Today, bananas are the most consumed fruit in the world, with an industry that generates 12 billion dollars per year. Developed countries account for 80% of the fruit’s consumers, though 75% of global exports come from Latin America and the Caribbean, where bananas are the most grown fruit. The crop’s dominance and ubiquity has had serious and far-reaching implications for the region, engendering exploitative labor systems, climate change, and migration.
La Fiebre del Banano / Banana Craze is the first major study to examine the banana’s role in shaping culture, nature, and politics in the areas where it’s grown. The digital exhibition and research project is co-curated by Dr. Blanca Serrano, the project director at the Institute for Studies on Latin American Art, in New York, and Dr. Juanita Solano, an assistant professor of art history at the Universidad de los Andes in Bogotá, Colombia. Together, Serrano and Solano have gathered nearly 100 banana-related artworks by artists dating from 1960 to today. The database is divided into three themes — identities, ecosystems, and violences — but the online interface also allows viewers to search and encounter works alphabetically, chronologically, and geographically. The site is available in both English and Spanish, and will continue to be updated into the future.

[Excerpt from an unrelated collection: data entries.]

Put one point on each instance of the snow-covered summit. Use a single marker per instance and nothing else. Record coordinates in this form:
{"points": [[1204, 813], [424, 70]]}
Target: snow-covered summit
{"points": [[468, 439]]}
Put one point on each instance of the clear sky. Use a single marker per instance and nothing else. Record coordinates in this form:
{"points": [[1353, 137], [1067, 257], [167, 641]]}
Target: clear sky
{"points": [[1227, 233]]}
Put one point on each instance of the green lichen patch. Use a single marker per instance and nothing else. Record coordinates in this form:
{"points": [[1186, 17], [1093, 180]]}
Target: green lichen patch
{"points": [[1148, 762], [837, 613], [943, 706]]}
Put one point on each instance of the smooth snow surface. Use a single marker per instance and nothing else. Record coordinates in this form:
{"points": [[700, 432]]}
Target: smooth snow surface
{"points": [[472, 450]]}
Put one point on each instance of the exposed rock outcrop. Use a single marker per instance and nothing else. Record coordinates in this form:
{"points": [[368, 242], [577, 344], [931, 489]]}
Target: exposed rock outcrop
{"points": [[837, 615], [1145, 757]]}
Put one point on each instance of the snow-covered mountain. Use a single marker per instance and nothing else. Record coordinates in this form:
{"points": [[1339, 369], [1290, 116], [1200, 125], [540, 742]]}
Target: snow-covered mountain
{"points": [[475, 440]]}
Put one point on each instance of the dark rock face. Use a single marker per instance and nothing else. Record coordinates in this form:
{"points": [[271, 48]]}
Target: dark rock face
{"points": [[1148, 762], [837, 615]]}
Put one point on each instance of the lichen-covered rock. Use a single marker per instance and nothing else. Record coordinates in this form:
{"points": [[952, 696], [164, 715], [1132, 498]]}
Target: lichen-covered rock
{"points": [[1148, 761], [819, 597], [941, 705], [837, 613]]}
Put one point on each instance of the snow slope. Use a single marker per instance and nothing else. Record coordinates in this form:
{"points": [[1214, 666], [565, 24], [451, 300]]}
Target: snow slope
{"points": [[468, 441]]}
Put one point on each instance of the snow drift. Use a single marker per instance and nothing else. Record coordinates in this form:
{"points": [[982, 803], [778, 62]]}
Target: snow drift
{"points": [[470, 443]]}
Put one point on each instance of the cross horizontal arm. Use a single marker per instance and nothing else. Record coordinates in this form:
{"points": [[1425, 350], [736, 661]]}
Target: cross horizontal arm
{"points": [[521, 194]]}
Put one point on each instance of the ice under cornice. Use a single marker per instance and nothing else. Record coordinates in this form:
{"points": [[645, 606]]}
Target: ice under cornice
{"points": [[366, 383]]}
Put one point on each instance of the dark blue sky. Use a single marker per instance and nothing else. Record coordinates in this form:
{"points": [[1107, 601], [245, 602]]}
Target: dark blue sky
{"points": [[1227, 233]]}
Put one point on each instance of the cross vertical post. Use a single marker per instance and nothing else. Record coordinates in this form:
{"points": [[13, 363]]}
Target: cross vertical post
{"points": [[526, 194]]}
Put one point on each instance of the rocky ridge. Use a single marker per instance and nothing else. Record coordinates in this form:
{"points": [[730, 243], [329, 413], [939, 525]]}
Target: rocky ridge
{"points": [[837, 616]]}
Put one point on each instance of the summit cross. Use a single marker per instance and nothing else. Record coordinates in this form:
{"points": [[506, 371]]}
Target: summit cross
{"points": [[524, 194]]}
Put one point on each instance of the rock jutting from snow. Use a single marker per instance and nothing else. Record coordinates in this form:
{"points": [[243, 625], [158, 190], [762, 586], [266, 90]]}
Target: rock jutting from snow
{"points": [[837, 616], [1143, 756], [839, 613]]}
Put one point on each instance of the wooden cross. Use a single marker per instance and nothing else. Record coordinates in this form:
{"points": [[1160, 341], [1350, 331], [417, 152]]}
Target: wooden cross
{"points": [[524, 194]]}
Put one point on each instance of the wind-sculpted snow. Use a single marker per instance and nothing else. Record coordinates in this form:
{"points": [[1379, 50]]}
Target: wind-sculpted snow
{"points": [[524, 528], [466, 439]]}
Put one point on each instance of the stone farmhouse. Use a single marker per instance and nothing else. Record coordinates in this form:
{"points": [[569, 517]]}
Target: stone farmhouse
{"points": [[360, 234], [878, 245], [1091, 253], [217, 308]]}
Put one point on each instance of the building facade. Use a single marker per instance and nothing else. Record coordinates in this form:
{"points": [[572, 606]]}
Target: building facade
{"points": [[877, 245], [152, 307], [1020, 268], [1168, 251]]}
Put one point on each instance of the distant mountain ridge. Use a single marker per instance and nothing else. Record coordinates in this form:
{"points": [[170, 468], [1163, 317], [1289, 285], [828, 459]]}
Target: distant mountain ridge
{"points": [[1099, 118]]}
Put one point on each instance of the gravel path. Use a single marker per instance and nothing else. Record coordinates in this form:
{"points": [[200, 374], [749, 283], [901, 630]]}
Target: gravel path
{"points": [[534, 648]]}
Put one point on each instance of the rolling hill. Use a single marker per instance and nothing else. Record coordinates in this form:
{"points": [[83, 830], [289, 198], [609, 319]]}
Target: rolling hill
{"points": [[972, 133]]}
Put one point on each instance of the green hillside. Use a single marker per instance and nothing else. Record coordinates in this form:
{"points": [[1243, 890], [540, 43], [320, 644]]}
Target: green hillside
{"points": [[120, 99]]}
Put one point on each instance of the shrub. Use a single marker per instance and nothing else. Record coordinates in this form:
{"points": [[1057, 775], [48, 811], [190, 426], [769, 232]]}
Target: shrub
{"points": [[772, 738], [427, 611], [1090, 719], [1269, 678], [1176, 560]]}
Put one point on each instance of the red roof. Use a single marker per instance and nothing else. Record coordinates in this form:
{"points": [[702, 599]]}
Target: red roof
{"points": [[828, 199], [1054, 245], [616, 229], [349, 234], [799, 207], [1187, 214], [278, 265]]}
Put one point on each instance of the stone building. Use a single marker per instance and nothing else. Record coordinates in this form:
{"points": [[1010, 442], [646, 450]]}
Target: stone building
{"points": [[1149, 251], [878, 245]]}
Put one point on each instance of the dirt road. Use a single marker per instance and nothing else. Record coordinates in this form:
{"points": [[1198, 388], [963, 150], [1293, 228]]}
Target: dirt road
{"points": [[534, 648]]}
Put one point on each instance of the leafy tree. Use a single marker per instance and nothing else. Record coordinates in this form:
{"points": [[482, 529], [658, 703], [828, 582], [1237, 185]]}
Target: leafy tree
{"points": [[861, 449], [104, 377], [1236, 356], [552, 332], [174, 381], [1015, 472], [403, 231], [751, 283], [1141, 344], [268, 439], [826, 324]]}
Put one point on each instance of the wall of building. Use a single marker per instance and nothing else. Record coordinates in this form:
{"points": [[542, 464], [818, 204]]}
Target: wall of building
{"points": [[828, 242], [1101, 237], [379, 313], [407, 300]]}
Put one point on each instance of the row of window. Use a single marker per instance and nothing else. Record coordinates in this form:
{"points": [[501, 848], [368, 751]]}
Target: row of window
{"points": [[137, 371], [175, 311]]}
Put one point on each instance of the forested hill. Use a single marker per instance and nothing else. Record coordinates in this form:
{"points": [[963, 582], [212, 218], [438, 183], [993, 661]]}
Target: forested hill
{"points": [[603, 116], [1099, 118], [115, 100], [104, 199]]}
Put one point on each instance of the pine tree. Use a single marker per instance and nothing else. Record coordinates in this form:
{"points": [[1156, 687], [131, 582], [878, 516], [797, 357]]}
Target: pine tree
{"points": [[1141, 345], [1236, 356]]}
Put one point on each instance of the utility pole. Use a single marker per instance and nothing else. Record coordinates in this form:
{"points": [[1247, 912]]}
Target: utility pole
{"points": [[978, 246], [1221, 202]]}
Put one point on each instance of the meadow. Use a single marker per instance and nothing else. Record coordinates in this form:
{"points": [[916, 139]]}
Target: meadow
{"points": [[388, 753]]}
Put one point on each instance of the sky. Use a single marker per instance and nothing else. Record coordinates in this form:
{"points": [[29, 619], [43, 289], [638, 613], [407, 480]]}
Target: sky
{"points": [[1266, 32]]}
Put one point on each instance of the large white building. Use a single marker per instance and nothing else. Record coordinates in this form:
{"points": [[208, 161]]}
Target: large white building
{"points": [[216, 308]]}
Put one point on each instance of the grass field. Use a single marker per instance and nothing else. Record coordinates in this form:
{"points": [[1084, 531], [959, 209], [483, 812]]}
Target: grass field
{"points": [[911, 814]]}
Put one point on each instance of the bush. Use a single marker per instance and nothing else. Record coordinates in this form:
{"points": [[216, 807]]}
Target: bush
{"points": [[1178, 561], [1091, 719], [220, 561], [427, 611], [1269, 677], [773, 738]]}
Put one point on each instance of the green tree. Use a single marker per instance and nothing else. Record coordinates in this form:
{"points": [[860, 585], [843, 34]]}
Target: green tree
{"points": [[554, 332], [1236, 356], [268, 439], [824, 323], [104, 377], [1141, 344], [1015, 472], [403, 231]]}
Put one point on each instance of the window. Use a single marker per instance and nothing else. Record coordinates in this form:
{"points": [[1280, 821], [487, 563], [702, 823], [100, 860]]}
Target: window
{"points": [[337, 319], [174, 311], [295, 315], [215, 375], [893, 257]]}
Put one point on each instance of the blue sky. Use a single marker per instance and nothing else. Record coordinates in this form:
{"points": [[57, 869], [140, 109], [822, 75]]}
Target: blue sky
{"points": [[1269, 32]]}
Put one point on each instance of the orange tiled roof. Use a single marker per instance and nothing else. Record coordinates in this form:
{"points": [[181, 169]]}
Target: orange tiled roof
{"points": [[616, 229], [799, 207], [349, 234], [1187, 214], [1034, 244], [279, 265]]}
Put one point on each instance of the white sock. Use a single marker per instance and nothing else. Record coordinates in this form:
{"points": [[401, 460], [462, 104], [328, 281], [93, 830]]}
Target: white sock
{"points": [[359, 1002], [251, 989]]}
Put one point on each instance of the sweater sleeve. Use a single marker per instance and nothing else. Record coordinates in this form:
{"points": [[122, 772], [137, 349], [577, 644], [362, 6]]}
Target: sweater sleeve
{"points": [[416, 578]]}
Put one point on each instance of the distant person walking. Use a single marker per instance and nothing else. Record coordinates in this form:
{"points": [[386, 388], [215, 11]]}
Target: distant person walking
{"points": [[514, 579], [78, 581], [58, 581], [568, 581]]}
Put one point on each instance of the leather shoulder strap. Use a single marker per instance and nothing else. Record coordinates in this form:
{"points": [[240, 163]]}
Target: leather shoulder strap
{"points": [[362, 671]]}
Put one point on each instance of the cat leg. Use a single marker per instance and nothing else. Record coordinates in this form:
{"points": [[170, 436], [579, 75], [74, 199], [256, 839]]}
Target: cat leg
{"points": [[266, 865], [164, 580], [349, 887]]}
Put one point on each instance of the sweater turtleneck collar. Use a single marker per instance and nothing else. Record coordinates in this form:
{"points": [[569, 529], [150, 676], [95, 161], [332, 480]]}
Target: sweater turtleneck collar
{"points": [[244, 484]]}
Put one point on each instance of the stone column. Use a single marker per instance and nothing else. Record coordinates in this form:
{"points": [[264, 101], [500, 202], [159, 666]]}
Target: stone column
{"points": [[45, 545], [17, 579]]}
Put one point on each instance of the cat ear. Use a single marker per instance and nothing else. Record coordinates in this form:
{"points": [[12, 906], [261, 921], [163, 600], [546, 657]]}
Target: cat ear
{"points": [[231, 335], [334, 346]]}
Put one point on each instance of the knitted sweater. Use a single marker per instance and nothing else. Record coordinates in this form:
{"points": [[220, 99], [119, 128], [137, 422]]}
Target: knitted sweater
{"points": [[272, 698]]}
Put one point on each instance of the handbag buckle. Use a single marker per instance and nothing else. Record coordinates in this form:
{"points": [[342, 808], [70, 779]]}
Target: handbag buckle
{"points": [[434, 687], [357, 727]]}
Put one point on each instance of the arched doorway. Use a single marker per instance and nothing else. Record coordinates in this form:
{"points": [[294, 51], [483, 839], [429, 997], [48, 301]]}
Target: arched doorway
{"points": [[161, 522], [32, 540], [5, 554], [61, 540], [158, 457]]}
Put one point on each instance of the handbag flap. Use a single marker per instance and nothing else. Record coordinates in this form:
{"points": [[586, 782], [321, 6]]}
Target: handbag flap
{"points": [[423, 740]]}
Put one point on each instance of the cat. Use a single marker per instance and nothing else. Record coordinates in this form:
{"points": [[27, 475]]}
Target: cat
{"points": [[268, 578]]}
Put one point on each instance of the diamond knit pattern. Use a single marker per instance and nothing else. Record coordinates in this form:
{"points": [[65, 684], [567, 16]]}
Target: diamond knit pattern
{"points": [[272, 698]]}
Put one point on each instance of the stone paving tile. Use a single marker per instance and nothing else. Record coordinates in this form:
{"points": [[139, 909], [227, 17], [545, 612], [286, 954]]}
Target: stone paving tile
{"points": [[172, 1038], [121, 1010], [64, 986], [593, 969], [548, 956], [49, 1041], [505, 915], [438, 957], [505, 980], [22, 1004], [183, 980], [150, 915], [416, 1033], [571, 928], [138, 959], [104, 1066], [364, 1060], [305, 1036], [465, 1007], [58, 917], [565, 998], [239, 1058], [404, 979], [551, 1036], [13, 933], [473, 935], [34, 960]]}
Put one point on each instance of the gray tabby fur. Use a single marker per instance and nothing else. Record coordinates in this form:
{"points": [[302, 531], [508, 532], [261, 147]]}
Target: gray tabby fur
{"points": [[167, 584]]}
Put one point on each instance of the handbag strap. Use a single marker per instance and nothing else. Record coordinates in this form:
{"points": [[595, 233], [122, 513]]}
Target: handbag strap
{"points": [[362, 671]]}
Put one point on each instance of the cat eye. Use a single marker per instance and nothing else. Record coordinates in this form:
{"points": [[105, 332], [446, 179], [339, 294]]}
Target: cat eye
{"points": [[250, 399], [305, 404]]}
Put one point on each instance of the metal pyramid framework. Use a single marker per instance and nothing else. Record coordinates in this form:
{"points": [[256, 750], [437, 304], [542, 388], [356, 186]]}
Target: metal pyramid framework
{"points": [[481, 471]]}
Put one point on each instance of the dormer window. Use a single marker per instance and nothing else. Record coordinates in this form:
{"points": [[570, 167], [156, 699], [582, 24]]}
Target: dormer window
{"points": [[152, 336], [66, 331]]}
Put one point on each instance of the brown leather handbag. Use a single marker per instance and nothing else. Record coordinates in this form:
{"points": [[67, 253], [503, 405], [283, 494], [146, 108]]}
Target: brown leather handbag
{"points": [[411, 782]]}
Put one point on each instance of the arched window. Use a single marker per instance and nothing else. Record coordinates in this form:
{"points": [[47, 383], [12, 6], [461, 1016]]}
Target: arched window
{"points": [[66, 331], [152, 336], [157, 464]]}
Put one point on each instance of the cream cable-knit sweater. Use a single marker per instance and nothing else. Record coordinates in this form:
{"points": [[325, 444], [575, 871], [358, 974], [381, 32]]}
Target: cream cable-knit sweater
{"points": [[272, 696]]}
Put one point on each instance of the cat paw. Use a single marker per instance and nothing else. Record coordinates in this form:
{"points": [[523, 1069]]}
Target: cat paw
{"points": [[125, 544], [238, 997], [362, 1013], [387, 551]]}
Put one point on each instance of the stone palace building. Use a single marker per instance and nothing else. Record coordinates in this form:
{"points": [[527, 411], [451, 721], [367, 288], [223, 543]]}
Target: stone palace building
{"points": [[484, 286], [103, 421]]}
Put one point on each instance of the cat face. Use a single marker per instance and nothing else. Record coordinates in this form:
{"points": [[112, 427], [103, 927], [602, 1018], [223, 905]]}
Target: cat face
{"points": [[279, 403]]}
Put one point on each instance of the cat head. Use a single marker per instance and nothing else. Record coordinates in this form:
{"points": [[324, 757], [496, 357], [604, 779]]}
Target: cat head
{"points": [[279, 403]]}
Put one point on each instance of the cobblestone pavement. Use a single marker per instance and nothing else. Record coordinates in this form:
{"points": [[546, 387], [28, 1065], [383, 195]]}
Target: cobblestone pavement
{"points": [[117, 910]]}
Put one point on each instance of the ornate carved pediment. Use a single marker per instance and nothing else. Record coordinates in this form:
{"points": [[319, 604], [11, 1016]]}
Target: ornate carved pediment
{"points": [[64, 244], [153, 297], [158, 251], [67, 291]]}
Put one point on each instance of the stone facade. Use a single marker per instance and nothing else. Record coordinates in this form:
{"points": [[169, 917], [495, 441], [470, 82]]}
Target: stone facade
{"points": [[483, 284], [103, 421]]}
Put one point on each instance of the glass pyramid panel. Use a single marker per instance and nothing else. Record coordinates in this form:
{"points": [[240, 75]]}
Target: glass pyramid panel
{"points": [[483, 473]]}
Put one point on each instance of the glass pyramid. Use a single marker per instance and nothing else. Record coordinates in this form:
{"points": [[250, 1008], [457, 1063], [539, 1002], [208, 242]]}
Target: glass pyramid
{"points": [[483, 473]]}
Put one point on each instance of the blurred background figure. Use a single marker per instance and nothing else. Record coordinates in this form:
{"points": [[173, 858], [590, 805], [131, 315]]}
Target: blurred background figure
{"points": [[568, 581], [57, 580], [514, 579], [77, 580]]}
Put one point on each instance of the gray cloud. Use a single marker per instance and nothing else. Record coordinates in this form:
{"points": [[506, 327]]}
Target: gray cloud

La Fiebre del Banano / Banana Craze emerged from a 2017 exhibition that Serrano and Solano co-curated at Cuchifritos Gallery + Project Space in New York. “It was a small show, but it showed us that we could tell a very complicated history through just one fruit,” the curators explained to Hyperallergic in a recent email. “We saw that we could tell the sociopolitical history of Latin America in the early 20th century through the banana.”
Standouts from the online display include Claudia Claremi’s installation La memoria de las frutas (Puerto Rico) (The Memory of Fruits [Puerto Rico]) (2015-16), which users can experience through installation images and a linked video. The piece records residents of San Juan, Puerto Rico, as they describe the island’s native fruits. Shot in black and white on 35 mm and 16 mm film, the photos and videos show speakers’ hand gestures as they reminisce about these fruits, which have largely been pushed out to make way for more marketable crops like bananas. With its soft camera focus and spoken recollections about physical and sensory loss, Claremi’s piece poignantly conveys the intimate connections between memories, experiences, and the land.
Another work, the series Fotografías de las antiguas instalaciones de los campamentos de la UFCO (Photographs of the Old Camp Installations of the UFCO) (2014), by Elkin Calderón, captures the abandoned buildings of the United Fruit Company in Magdalena, Colombia, where the company massacred protesting banana workers in 1928. Calderón’s pictures radiate a haunting stillness, showing the camp’s current state of decay and hinting at its tragic past. This and other works are accompanied by detailed texts that offer deeper context. La Fiebre del Banano / Banana Craze uses its dynamic, extensively researched online interface to its advantage, encouraging viewers to explore and discover at their own pace. The project shows us that the banana is much more than just a fruit.
La Fiebre del Banano / Banana Craze is online and co-curated by Dr. Blanca Serrano and Dr. Juanita Solano.